Ryu, H, Park, HC, Kim, H, Heo, J, Kang, E, Hwang, YH, Cho, JY, Lee, KB, Oh, YK, Oh, KH, et al
PloS one. 2019;(4):e0214912
Abstract
OBJECTIVE Autosomal dominant polycystic kidney disease (ADPKD) patients with massive organomegaly suffer from pressure-related complications including malnutrition. In this study, we analyzed the efficacy of segmental bioelectrical impedance analysis (BIA) for objective and quantitative nutritional assessment in ADPKD patients. DESIGN AND METHODS We conducted a cross-sectional study, to evaluate the clinical utility of segmental BIA for assessing the nutritional status of ADPKD patients. BIA measurements was assessed according to modified subjective global assessment (SGA) scores and were compared with data from a healthy population. The association between BIA measurements and the height adjusted kidney and liver volumes (htTKLV), were analyzed.

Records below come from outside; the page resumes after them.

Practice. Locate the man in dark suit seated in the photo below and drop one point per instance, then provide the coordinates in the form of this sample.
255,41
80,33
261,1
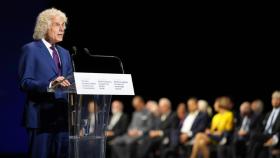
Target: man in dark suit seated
194,123
246,122
123,146
117,125
160,134
267,137
118,121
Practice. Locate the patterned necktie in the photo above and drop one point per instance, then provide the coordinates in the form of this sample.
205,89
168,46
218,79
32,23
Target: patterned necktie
56,60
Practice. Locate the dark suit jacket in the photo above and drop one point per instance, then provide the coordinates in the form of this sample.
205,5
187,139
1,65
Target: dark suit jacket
200,123
120,127
167,125
36,71
276,125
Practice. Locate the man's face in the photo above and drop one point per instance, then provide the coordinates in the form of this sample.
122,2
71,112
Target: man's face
275,101
116,107
137,104
192,105
163,107
56,31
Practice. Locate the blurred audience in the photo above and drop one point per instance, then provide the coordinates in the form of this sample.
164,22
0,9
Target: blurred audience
221,125
123,146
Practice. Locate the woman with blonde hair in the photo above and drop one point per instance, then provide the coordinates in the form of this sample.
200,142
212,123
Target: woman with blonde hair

SUBJECTS A total of 288 ADPKD patients, aged ≥ 18 years old, were analyzed. MAIN OUTCOME MEASURES Nutritional status was evaluated with SGA and segmental BIA. The htTKLV were measured in each patients using computed tomonography images. RESULTS Higher ratios of extracellular water to total body water (ECW/TBW) in the whole-body (ECW/TBWWB), trunk (ECW/TBWTR), and lower extremities (ECW/TBWLE) and lower phase angle of lower extremities (PhALE) correlated with lower SGA scores in the ADPKD population and in both gender. The four parameters, ECW/TBWWB, ECW/TBWTR, and ECW/TBWLE of >0.38 and PhALE of <5.8 θ were associated with malnutrition in ADPKD patients. These correlations were preserved in the subgroup analysis for chronic kidney disease stages 1-3A. Compared to healthy populations' data, body fluid parameters and segmental ECW/TBW values, except for the upper extremities (ECW/TBWUE), were greater in ADPKD patients. Increased htTKLV was an independent risk factor for malnutrition in ADPKD. The highest correlation with htTKLV was observed for the ECW/TBWTR (r = 0.466), followed by ECW/TBWWB (r = 0.407), ECW/TBWLE (r = 0.385), PhALE (r = -0.279), and PhATR (r = 0.215). CONCLUSIONS These results demonstrated that segmental BIA parameters of ECW/TBWWB, ECW/TBWTR, ECW/TBWLE and PhALE provide useful information on nutritional status including the impact of organomegaly in ADPKD.